Serum magnesium levels
5.
25-hydroxyvitamin D3 levels
6.
ABO blood type
Dietary assessment: 3DFR (two non-consecutive weekdays and one weekend day) will be completed at baseline. Food portions will be converted to grams using the household measures guide. Dietary data will be analyzed using Nutritionist-IV (N4) software program (version 7.0; N-Squared Computing, Salem, OR, USA) to evaluate:
1.
Total energy intake
2.
Macronutrients (carbohydrates, proteins, fats)
3.
Micronutrients (magnesium, selenium, vitamins D, E, and C)

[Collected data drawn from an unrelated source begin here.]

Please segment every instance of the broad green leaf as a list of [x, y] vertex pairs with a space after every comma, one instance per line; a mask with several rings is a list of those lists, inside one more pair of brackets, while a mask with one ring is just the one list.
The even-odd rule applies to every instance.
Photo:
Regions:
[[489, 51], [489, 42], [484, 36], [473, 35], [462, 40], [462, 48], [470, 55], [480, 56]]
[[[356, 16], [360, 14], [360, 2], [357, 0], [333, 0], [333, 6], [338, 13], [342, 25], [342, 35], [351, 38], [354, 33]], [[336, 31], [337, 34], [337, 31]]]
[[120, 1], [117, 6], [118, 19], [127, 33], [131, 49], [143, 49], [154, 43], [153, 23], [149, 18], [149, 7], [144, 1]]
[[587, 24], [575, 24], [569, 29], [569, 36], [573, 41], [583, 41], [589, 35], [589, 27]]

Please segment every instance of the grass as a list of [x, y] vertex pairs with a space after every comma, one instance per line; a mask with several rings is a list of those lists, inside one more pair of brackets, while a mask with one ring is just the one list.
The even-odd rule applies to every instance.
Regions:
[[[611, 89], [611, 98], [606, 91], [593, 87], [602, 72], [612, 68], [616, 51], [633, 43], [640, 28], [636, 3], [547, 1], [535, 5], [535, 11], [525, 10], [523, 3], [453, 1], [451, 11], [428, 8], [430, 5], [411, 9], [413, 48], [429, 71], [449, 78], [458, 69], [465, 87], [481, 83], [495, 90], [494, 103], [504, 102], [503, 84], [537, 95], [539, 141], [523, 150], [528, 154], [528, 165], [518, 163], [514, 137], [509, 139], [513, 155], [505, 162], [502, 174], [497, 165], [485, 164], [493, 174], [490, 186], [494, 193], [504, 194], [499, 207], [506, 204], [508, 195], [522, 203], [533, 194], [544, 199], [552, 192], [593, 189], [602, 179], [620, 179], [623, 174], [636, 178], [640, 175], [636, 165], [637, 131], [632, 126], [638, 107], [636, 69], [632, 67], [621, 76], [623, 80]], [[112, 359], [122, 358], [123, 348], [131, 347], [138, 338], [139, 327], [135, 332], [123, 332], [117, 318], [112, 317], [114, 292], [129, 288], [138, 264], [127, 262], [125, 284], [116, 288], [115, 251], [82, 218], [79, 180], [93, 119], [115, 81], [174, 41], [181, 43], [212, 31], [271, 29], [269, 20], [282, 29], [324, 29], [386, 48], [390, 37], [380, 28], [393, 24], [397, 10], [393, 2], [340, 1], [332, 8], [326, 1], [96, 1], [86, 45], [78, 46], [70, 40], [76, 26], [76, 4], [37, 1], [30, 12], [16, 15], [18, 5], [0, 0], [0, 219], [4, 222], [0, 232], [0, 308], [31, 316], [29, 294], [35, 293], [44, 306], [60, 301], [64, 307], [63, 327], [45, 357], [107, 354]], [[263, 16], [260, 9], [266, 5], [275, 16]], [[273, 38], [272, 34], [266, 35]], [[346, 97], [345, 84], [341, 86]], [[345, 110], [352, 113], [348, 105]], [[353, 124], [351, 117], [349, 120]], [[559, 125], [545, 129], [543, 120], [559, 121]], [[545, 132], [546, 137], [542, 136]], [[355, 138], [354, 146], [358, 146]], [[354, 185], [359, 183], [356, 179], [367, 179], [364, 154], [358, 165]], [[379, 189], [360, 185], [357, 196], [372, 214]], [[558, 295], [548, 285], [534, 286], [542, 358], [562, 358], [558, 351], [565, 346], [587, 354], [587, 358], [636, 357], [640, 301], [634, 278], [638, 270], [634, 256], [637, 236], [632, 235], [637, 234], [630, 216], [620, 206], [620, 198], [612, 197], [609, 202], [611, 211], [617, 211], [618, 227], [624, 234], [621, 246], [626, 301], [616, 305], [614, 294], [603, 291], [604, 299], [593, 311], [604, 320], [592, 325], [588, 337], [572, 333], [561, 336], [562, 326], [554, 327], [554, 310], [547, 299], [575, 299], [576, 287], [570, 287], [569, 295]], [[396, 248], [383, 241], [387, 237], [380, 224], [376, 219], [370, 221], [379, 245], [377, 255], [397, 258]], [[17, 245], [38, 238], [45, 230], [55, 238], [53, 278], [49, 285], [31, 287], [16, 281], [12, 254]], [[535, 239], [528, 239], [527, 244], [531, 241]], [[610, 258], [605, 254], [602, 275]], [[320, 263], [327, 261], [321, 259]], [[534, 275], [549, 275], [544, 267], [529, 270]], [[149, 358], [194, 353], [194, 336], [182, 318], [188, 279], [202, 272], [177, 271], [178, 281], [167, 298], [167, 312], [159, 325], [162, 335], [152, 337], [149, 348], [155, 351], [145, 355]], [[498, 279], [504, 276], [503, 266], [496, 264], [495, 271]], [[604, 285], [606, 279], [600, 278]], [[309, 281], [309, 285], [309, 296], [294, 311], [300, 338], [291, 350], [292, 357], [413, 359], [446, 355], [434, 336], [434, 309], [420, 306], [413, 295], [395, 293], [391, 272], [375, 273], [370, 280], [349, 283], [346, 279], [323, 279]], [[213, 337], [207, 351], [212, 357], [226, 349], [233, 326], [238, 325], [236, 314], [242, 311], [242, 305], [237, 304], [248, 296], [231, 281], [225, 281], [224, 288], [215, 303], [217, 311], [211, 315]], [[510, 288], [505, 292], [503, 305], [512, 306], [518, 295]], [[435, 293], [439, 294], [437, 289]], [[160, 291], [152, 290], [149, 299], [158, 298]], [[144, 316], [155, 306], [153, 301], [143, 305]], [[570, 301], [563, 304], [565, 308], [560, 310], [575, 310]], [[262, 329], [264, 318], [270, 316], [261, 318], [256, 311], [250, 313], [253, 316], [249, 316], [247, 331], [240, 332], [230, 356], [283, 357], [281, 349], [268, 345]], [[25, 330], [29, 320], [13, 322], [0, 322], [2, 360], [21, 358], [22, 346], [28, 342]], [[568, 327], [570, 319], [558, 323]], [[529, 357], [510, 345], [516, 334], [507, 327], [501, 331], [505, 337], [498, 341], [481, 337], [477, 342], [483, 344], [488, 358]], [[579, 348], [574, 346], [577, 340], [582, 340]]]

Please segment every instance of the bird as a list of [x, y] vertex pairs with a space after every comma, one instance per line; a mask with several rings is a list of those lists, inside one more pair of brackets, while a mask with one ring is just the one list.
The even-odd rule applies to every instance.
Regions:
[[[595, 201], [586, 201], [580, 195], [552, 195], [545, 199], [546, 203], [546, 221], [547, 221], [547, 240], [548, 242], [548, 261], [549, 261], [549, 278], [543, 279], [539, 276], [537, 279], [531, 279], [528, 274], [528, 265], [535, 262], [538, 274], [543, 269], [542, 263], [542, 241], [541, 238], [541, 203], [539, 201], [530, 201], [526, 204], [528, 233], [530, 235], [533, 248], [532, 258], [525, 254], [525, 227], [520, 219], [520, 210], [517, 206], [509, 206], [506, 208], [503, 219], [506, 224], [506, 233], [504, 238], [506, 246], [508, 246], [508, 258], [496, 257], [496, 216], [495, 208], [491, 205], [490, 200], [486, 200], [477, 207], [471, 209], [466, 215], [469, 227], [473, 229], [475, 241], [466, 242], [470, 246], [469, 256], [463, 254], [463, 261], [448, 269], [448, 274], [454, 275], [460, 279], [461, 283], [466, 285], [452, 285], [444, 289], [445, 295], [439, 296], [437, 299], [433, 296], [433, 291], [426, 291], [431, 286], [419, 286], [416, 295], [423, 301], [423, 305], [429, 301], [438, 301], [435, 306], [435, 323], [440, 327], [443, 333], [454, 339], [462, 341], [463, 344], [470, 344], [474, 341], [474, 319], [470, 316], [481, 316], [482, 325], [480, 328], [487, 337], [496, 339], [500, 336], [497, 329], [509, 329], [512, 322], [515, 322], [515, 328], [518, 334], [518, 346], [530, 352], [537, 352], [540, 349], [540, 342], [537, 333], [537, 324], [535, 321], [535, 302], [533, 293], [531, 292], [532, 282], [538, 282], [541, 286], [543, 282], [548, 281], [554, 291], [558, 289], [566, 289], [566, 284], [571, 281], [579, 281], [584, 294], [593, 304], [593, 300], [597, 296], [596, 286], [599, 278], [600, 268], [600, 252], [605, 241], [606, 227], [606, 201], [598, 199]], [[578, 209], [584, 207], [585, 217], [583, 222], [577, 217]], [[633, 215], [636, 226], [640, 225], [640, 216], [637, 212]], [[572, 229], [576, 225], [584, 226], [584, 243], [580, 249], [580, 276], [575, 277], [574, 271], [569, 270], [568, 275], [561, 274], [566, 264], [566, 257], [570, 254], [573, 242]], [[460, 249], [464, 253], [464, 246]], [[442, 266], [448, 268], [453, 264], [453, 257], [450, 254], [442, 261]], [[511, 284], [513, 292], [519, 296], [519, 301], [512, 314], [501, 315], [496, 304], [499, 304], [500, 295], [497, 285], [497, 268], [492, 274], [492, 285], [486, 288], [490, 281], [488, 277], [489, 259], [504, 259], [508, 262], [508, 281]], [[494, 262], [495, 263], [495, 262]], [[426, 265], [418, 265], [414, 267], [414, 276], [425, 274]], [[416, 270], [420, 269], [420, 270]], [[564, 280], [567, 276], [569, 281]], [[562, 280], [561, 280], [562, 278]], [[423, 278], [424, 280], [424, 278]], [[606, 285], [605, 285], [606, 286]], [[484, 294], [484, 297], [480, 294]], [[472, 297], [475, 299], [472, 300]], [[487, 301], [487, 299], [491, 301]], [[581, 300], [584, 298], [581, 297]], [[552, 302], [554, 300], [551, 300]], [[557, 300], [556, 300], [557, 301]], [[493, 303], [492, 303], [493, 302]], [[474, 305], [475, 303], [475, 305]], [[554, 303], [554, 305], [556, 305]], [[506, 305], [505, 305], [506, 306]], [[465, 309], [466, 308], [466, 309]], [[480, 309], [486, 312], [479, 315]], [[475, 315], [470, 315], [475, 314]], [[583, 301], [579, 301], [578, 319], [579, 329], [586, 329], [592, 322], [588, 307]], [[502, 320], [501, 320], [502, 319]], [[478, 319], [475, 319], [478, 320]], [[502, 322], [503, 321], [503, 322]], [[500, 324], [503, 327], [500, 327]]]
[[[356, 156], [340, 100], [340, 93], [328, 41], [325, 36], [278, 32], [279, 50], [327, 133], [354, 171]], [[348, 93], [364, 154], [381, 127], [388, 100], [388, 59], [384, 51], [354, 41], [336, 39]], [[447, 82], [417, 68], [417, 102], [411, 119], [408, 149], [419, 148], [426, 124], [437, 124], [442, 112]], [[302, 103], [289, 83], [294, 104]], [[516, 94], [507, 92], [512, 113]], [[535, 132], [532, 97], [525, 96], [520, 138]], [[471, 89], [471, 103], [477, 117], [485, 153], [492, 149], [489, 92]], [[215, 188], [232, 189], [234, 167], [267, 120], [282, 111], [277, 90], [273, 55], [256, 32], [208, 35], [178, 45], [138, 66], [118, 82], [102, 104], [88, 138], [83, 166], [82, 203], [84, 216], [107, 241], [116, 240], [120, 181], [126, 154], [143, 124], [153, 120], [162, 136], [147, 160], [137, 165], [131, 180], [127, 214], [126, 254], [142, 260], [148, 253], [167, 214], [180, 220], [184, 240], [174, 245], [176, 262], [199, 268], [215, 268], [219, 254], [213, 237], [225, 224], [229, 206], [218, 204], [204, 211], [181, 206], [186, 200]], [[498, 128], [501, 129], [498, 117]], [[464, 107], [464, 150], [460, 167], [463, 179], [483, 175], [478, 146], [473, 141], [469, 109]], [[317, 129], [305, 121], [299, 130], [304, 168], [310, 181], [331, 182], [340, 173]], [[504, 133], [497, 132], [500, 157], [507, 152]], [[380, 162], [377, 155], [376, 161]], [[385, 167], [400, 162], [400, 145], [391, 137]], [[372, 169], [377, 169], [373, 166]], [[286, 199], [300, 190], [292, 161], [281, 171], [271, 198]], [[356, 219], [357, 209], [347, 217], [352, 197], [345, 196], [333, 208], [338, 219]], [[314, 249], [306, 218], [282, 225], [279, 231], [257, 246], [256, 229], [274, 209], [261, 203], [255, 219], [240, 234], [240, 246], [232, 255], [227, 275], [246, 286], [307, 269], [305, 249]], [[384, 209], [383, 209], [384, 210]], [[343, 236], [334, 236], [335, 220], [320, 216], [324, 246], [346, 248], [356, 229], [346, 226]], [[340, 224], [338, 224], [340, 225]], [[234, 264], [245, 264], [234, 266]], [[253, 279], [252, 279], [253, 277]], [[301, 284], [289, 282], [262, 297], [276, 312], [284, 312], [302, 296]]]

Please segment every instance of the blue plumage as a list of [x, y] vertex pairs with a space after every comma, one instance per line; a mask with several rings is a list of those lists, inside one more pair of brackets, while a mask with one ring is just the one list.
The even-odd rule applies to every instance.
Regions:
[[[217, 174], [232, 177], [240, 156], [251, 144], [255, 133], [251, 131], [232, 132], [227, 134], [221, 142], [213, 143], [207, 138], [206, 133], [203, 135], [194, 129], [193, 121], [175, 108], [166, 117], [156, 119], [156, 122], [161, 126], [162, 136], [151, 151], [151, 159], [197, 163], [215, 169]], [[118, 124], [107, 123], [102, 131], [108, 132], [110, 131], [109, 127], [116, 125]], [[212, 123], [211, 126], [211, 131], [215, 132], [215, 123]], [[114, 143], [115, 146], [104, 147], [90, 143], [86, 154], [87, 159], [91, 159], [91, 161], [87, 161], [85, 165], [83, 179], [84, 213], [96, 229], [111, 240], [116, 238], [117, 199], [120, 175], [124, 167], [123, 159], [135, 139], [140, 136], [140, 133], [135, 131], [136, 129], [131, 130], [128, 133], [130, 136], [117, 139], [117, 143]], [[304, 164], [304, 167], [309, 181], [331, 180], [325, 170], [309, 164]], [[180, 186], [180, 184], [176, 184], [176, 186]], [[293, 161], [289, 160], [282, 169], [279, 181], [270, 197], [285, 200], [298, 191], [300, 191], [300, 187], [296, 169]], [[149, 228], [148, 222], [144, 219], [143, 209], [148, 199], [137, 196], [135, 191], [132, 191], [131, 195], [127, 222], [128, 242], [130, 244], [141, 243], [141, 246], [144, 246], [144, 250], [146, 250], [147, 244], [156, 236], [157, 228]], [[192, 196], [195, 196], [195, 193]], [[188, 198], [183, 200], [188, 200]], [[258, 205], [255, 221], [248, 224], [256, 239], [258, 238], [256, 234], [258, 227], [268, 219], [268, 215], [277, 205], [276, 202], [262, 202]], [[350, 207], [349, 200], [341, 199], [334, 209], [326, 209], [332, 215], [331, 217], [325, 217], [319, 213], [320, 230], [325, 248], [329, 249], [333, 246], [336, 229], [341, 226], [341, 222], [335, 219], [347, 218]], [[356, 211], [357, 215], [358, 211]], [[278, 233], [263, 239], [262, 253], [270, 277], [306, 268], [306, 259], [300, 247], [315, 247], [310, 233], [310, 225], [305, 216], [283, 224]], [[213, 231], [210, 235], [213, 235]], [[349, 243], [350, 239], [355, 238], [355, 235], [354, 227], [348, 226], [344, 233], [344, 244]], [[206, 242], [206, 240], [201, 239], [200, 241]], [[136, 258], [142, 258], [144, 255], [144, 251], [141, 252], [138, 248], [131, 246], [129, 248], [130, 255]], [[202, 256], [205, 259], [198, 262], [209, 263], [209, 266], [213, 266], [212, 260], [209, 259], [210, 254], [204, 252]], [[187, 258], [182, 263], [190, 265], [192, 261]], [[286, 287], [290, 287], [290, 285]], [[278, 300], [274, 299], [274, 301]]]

Clinical monitoring: Engraftment time will be assessed through neutrophil engraftment, defined as the first of three consecutive days with absolute neutrophil count (ANC) > 0.5 × 109 [22]. During hospitalization, patients will be monitored for infection and fever, and the length of hospital stay after HSCT will be recorded. After discharge, patients will be followed monthly until 100 days after HSCT for GVHD and its type and grade, as well as survival and NRM. GVHD will be evaluated based on Glucksberg criteria, assessing the main affected organs, including skin, gastrointestinal tract, liver, and lymphoid tissue (Table 1 supplementary) [23]. All these parameters will be monitored through medical records and regular follow-up at the transplant center.
Data management
In this study, study questionnaires (general questionnaire, 3-day food recall, and anthropometric measurements) in Word format were completed by trained researchers interviewing the patients in person during hospitalization. The subjects had the opportunity to review their responses for accuracy. The samples collected were blood samples taken by qualified phlebotomists. The principal investigator confirmed data entry while other contributing researchers checked the data for accuracy and integrity. The gathered data were organized into two datasets: (1) questionnaires that were filled in Microsoft Word and converted to PDF; (2) blood laboratory findings and inflammatory marker results provided by laboratories in PDF format. The data were summarized in a Microsoft Excel sheet. All files were stored under unique identification codes of the study participants. For privacy and confidentiality reasons, the only way to identify the patients’ data was to search the specific identification code assigned to each patient in the informed consent. Internal trial monitoring will be conducted by the institutional research office to ensure protocol compliance and data quality. Also, protocol modifications will be submitted to the Ethics Committee for approval and updated in the trial registry. Participants will be informed of relevant changes.
Statistical analysis
SPSS-24 software will be used for data analysis with a significance level set at p < 0.05. Data normality will be evaluated using the Kolmogorov-Smirnov test. Quantitative data will be presented as mean ± standard deviation or median (interquartile range), and qualitative data as frequency (percentage). Chi-square test or Fisher’s exact test will be used to compare qualitative variables between groups. For quantitative variables, independent t-test will be used for normal distributions and Mann-Whitney test for non-normal distributions. Regression analysis will be used to investigate the relationship between serum biomarkers and anthropometric indicators while adjusting for confounding factors. The intention-to-treat principle will form the basis of the statistical analysis. Missing data will be handled using complete case analysis for primary outcomes. If missing data exceeds 5%, sensitivity analysis using multiple imputation will be performed to assess the robustness of results.